By the time the Wild players got to the bench after not scoring, Ryan Suter logged a 3:07 shift and Mikko Koivu, Zach Parise, Jason Pominville and Jared Spurgeon all logged 2 ½-minute shifts.

So, yes, while the officiating was suspect to say the least tonight and while the Sharks may have been diving all over the ice, it's up to the Wild to actually score some goals. For a team that talks so much about its improved depth, one Mikael Granlund injury has seemed to mess up all the lines.

Yeo indicated before the game he's tired of breaking up the first line anytime the other lines can't score, but the second line continues to be dry, the third line may be in the offensive zone for the most part, but the players on that line haven't been scoring either.

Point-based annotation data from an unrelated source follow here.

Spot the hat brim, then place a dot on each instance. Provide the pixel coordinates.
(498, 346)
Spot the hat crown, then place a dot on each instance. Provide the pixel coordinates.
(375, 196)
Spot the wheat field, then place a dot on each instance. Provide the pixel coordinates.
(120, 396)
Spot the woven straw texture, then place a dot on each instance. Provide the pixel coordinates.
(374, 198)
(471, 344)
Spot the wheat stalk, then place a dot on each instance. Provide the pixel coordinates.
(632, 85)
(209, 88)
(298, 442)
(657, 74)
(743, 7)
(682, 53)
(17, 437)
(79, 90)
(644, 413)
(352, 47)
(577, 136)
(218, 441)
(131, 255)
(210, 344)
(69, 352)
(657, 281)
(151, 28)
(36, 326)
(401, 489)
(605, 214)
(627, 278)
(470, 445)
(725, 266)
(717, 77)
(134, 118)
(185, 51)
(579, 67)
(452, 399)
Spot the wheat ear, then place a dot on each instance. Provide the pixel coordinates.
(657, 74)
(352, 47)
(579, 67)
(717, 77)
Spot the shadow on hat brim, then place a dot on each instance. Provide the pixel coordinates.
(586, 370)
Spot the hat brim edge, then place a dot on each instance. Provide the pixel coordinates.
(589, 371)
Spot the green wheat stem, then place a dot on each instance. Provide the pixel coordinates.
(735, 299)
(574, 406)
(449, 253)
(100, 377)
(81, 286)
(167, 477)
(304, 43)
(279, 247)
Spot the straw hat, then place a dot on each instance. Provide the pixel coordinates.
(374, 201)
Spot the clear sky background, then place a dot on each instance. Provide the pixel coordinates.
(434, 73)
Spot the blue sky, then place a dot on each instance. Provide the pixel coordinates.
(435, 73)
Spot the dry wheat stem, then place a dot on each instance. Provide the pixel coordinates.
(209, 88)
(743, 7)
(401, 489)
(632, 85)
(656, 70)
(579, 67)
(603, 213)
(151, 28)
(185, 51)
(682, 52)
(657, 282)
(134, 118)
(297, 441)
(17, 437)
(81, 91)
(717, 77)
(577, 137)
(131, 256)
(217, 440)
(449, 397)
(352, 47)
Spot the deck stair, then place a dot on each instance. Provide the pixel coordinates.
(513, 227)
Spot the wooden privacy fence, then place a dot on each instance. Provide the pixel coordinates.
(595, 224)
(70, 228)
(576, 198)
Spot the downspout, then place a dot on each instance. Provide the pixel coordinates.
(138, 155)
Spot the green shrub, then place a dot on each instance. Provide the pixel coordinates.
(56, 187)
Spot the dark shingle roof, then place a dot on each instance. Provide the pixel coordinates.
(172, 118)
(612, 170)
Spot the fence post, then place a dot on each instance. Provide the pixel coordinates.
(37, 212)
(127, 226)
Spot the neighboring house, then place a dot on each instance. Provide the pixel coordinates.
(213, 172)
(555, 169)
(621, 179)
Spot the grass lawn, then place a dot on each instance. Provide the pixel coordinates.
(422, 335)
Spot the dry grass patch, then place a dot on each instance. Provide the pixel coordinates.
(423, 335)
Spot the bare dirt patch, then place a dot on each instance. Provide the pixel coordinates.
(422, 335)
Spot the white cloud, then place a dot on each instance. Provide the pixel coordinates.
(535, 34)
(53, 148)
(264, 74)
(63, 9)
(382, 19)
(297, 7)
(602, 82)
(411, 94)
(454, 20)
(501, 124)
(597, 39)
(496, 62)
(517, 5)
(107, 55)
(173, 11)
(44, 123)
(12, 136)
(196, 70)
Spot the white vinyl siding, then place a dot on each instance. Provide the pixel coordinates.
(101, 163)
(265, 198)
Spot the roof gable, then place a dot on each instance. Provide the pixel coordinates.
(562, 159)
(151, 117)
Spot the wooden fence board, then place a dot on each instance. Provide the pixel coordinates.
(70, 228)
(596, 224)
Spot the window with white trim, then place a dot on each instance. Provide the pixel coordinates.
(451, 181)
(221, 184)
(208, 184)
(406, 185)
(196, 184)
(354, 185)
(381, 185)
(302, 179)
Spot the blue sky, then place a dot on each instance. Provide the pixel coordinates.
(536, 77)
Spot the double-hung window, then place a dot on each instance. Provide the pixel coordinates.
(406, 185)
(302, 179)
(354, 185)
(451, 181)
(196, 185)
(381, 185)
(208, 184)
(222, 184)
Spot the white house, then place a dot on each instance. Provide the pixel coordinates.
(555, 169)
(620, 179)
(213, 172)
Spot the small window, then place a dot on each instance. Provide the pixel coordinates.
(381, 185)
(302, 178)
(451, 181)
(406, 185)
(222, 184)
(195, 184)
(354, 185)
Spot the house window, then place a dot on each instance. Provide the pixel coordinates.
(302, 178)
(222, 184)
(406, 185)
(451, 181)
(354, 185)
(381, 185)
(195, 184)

Kyle Brodziak's drought has reached 22 games.

Fontaine hasn't scored since Nov. 9. Niederreiter has no goals in the last 10. Coyle has three goals this year (Coyle just hasn't been hard on pucks lately and as you can read in my notebook on www.startribune.com/wild, he is really pressing right now). Torrey Mitchell has one goal this year.

So "doing a lot of good things" isn't good enough. Scoring goals is essential and this slip in the standings won't stop unless a Wild team that always has to work super-hard to score finally figures out a way.

Yeo liked Brett Bulmer's first NHL game in two-plus seasons tonight. He felt he played with an edge, was solid on the wall and was hard to play against. The second line continues to be an issue, although Jonas Brodin's goal with 7:24 left in the game came with Nino Niederreiter, Charlie Coyle and Fontaine on the ice.

Anyway, very big game in Denver on Saturday as the Wild needs to stop the bleeding. Right now, I'm not sure what the Wild's schedule will be Friday in Denver. My guess is a very optional practice at Denver University. Anyway, that's it for me. Very early flight in the morning.